A good example is Memory Farm, our visual memory explorer. On the surface, it looks playful: A pixel-art-inspired interface where memories grow as plants in a garden, clustered by topic and connected by relationship. The underlying instinct is serious. Memory becomes easier to understand when users can see patterns, clusters, history, and relationships in more intuitive forms. If memory is central to how an agent relates to a user, then memory products should not feel cold by default.

That lesson shaped more of the product than we expected. The goal was never just to retrieve facts. It was to help people build trust in a system that remembers on their behalf.
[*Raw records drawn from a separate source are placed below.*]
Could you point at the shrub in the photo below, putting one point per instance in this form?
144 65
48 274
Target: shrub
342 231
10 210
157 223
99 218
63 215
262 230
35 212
The Category Is Crowded Because the Problem Is Real

From the outside, agent memory can look like a hot category. From the inside, it mostly looks like a long list of hard edge cases.

Large context windows are still finite. Important facts get buried under recent noise. Naive retrieval brings back the wrong things. Repetition wastes tokens. Quality degrades as memory grows. And once recall starts to feel random, users lose confidence very quickly.

mem9 was built inside those problems from day one. That is why the product moved so quickly from raw persistence into ingestion, reconciliation, hybrid retrieval, ranking, analysis, benchmarking, and orchestration. The market attention is real, but it is downstream of a very real product need. Everyone building serious agents runs into the same failures sooner or later.

That is also why ecosystem shifts mattered so much to us. As agent frameworks introduced better lifecycle control around how context is assembled, memory stopped looking like a sidecar and started looking like a core part of the context pipeline. That is the point where the category becomes much more interesting. The best memory system is not the one that stores the most. It is the one that helps an agent decide what should stay, what should surface, and what should remain quiet.

Agent Memory Should Not Stop at Text

As we built mem9, we became increasingly convinced that long-term memory for agents should eventually become much warmer and richer than text-only retrieval.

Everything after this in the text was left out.